2004 One of Eben’s favourites and mine of the older wines. I had a bottle in London earlier this year; this one too showed similar complexity, vitality and tension. Grenache blanc adds to the flavour dimension. Delicious now, though unlikely to head downhill anytime soon.
2005 – great vintage here and in Europe, 2006, 2007 – Sadie’s most perfect vintage of early years
Start of a major change with grenache blanc playing a more important role (up to 40%) and viognier reduced to 10%. Larger, 500 L barrels introduced ‘for greater stability’. Chardonnay was dropped in 2006 when Sadie realised ‘Swartland isn’t chardonnay country’. Clairette blanche, picked fully ripe at 11.5% alcohol, filled the gap and brought alcohol under 14.3%. Roussanne, which ‘gives volume’, joined the blend in 2007.
2005 has a glowing yellow gold colour.

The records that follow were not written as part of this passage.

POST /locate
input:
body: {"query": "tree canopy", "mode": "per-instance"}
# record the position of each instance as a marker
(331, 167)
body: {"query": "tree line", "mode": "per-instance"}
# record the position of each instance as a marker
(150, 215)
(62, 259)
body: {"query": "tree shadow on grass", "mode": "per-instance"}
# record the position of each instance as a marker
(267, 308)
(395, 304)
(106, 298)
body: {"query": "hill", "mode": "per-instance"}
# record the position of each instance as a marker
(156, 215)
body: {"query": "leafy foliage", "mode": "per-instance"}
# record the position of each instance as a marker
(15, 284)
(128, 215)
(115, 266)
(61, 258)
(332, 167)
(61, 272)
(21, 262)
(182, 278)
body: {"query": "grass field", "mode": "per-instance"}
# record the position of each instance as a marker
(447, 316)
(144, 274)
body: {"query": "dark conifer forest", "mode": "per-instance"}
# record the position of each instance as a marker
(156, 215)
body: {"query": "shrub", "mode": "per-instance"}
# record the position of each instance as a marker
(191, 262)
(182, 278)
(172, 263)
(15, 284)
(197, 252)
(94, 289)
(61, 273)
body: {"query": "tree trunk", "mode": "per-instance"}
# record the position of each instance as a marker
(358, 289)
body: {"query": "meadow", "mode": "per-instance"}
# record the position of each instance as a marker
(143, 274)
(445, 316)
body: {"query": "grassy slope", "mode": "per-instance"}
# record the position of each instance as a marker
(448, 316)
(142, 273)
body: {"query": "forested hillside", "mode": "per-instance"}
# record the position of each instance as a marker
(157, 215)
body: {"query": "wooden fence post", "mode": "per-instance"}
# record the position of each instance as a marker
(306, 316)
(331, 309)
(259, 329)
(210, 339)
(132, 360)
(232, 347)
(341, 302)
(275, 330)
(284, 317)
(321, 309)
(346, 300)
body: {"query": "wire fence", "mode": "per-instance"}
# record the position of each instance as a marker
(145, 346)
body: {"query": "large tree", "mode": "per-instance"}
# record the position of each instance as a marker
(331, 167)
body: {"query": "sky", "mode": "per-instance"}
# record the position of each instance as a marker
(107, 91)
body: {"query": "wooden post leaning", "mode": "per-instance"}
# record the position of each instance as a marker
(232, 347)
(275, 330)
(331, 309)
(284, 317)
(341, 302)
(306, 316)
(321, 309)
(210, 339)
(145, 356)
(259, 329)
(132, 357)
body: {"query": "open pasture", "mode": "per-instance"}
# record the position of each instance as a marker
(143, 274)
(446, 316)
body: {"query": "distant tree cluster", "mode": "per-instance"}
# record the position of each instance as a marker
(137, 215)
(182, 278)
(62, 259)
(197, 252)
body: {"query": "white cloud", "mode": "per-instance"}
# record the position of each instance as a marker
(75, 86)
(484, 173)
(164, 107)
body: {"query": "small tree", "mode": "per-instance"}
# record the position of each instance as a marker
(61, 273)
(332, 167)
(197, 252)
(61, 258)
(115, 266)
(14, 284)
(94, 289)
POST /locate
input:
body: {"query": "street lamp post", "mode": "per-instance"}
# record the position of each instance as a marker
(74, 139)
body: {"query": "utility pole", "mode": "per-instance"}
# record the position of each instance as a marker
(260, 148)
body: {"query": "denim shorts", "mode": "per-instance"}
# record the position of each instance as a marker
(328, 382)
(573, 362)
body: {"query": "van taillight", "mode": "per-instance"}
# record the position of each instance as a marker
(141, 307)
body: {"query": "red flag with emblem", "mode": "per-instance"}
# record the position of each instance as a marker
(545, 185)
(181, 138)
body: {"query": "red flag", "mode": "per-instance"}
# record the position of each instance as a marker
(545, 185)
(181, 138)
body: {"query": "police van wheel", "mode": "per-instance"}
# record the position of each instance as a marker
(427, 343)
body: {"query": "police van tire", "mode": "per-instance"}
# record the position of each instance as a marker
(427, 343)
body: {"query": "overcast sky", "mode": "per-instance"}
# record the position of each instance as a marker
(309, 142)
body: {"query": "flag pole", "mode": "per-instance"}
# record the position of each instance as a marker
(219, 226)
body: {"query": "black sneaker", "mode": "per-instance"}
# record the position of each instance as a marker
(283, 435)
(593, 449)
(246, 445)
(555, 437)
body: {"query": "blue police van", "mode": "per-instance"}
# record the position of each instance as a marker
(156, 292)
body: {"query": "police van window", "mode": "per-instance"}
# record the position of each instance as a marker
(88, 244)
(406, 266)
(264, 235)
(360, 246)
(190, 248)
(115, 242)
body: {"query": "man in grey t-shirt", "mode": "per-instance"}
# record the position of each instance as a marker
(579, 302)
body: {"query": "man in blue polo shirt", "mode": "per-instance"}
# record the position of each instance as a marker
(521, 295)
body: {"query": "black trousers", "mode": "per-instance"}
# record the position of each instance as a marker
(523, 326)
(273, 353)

Impact here is from the firm structure, freshness and grainy grip, as opposed to richness of earlier vintages. Grenache’s thatchy, dry hay character adds a new flavour dimension.
2006 more developed, strong reddish gold and suggestion of oxidation. Follows 2005’s style but unlikely to gain further interest
2007 speaks of sunny climes and the Swartland but also has great energy and a saline edge in its subtle complexity. Lovely wine with real personality and plenty in store.
2008, 2009, 2010, 2011
Changes beyond the blend itself in this trio of vintages. In 2008, the bottle changed from Bordeaux shape to one with a sloped shoulder, indicative of the wine going its own way and reaching a stature similar to Columella. Picking was earlier for greater freshness. 2009 was a reference year for Sadie; Palladius became a blend of specific vineyards rather than varieties. Viognier and roussanne were dropped, being replaced by semillon blanc and gris and palomino. A dream vintage, as everything was harvested prior to the heatwaves. 2010 an easy year, the only problem being it came after 2009. The blend settled at 11 varieties, each of which has a place in the Swartland though not all liked by Sadie. 2011 identical weather pattern to 2009. Verdelho added to the blend.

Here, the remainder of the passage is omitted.